While you may not have heard of us, Unitarianism and Universalism have a rich history.
Unitarianism dates back to the sixteenth century Europe. Universalism came into full flower in late eighteenth century America. The two denominations merged in 1961. Our Erie congregation has been together since 1898. Every Sunday we share in our Bond of Union that dates back to that time.
We unite ourselves together for the study and practice of morality and religion as interpreted by the growing thought and noblest lives of humanity, believing that we may thereby prove helpful one to another, and promote the cause of truth, righteousness, and love in the world.
Our Children's Bond of Union expresses our essence.
We are Unitarian Universalists. A people of:
Our only symbols are the flaming chalice, which represents our faith, and the Mandela, which represents the various religious traditions from which we draw wisdom and spiritual enlightenment.
Our Unitarian Universalist beliefs spring from seven sources:
*The sense of wonder we all share
*The women and men of long ago and today whose lives remind us to be kind and fair.
*The ethical and spiritual wisdom of the world's religions.
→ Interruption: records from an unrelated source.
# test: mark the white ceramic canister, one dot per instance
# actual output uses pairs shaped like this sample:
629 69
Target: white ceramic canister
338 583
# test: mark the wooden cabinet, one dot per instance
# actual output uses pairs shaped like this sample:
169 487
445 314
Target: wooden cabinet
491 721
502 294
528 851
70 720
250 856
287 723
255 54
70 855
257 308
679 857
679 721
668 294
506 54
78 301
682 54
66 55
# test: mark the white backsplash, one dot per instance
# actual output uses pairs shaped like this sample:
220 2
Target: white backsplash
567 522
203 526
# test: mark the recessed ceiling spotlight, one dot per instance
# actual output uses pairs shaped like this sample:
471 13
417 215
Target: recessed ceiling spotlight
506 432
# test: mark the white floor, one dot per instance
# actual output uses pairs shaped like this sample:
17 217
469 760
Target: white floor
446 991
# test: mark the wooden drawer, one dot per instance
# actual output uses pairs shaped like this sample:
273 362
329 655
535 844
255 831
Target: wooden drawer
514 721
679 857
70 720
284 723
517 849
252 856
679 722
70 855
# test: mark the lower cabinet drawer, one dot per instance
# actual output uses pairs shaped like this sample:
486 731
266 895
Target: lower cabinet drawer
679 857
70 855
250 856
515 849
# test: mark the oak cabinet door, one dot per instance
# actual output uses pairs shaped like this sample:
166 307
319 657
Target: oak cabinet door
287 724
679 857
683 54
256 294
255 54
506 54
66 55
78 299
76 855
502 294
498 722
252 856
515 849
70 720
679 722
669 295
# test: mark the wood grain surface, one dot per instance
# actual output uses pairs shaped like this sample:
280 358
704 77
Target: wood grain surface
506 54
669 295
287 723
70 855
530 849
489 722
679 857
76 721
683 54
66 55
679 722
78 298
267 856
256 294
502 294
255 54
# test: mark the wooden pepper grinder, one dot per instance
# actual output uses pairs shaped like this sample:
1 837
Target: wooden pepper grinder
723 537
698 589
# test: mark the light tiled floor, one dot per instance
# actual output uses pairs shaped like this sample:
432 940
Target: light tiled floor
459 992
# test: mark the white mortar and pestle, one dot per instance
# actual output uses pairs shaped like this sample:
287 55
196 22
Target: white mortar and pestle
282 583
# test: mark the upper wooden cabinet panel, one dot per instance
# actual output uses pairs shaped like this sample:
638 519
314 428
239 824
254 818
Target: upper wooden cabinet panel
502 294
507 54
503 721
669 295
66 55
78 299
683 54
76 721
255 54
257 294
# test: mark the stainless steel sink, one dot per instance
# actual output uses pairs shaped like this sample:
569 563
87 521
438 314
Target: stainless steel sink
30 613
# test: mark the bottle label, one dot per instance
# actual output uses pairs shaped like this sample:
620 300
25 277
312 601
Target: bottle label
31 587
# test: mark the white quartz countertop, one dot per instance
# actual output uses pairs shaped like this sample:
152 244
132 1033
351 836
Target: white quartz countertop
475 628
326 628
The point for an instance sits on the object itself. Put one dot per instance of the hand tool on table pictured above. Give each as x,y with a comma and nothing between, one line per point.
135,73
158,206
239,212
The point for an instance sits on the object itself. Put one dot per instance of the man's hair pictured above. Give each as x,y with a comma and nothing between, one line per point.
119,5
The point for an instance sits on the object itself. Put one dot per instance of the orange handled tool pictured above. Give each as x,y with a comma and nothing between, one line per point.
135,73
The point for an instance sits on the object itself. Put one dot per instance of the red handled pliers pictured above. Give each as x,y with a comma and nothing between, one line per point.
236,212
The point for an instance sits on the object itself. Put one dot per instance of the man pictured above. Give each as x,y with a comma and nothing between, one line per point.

*The Jewish and Christian teachings that tell us to love all others as we love ourselves.
*The use of reason and the discoveries of science.
*The harmony of nature and the sacred circle of life.
*The faithful words and actions that shape our Unitarian and Universalist heritage.
Whether you come from a faith tradition or are non-religious, you can find a home at the Unitarian Universalist Congregation of Erie.
Sermons - All services start at 10:30am
August 31 - Labor Day in America
Rosann K. Barker, Guest Speaker. After reviewing the history of Labor Day and how it became a national holiday, Rosann will point out some commonalities of our UU Guiding Principles and the mission and work of Organized Labor. Service Assistant: Irene Morley; Service Coordinator: Al Richardson; Musician: Jan Woods.
September 7 - Grandparent’s Day!
Join our celebration of the wonderment of grand parenting! It takes all generations to nurture a happy and healthy congregation. This special event is presented by the Caring Committee. Please bring pictures of your grandkids, both on paper and electronic devices, to share during potluck! Coordinators: Ginny Sabol and Rev. Steve Aschmann, Service Assistant: Mary Zuck, Musician: Jackson Froman.
September 14 - Family Water Communion Service
From the mist of the jungle, to the cataracts of Niagara Falls, and on to the melting polar icecaps, we find ourselves in a common flow with the water of life. Please bring your water samples from your summer travels, realizing this is not a competition for exotic miles but an exercise in the interdependent web of all existence! Coordinators: Willow Hurlburt and Rev. Steve Aschmann, Service Assistant: Mary Zuck, Musician: Jackson Froman .
September 21 - Commemorating the 100th Anniversary of World War I
On the Western Front: 1914-1918
The First World War changed everything. As we commemorate the 100th anniversary of the beginning of World War I on the Western Front in Europe, we will examine what caused a war that eventually took 37 million lives and if that Great War was necessary. We will also look at how its conclusion altered the modern world in Western Europe and America. Speaker: Regis T. Sabol; Service Assistant: Mary Zuck.
We ask that you sacrifice a dollar or more to commemorate those who sacrificed their all.
The service begins promptly at 10:30 a.m. !!
September 28 - The Gap of Escalating Inequality!
For Unitarian Universalists, a living wage is a moral imperative. Our Unitarian Universalist Service Committee, of which many of us are a member, puts it this way: “The current minimum wage is a moral outrage”. We know the gap between equity and inequity is rapidly growing. What can we do to counter economic inequality? Speaker: Rev. Steve Aschmann, Service Assistant: Mary Zuck, Musician: Jackson Froman.